Technical Architecture

    LLM Cost Optimization: Managing Token Usage and Infrastructure at Scale

    14 min read
    By Sesha Kadakia
    Cost Optimization
    LLM
    Infrastructure
    Performance

    LLM costs can spiral out of control fast. A single production agent processing 100K requests/day can rack up $50K+/month in API costs. But with the right optimization strategies, you can cut that by 60% or more without sacrificing quality. This guide covers proven techniques for managing token economics at scale.

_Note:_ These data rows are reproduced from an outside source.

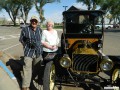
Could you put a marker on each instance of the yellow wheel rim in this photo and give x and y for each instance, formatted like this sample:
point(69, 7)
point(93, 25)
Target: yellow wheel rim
point(52, 77)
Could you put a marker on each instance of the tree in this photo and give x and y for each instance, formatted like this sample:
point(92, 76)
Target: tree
point(11, 8)
point(39, 4)
point(26, 6)
point(92, 4)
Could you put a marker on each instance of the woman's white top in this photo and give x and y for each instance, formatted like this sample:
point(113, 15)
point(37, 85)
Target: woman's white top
point(51, 39)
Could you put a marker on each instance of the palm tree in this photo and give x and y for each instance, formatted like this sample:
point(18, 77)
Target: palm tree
point(26, 6)
point(39, 4)
point(92, 4)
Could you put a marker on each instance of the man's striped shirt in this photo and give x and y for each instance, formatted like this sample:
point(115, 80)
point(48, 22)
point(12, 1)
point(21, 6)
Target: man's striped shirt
point(31, 41)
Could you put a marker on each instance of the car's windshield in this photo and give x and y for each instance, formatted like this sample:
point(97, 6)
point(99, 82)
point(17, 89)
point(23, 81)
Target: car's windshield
point(82, 23)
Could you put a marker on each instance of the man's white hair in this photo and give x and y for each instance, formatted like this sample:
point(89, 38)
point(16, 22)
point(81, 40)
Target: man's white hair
point(50, 21)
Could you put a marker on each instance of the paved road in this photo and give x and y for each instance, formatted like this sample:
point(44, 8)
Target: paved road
point(9, 43)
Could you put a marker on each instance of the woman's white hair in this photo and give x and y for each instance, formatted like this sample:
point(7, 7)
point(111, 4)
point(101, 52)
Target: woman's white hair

    Understanding LLM Cost Structure

    LLM pricing has two components:

    1. Prompt tokens (input): What you send to the model 2. Completion tokens (output): What the model generates

    Costs vary dramatically by model:

    ModelPrompt Cost ($/1M tokens)Completion Cost ($/1M tokens)Use Case
    GPT-4-Turbo$10$30Complex reasoning, high accuracy
    GPT-3.5-Turbo$0.50$1.50General tasks, high volume
    Claude-3-Opus$15$75Long context, nuanced tasks
    Claude-3-Sonnet$3$15Balanced performance
    Claude-3-Haiku$0.25$1.25Fast, simple tasks
    Gemini-1.5-Pro$3.50$10.50Multimodal, long context
    Llama-3-70B$0.70$0.90Open source, self-hosted

    Key insight: Prompt tokens usually dominate costs for agent systems because prompts include system instructions, few-shot examples, retrieved context, and conversation history—often 2000+ tokens per request.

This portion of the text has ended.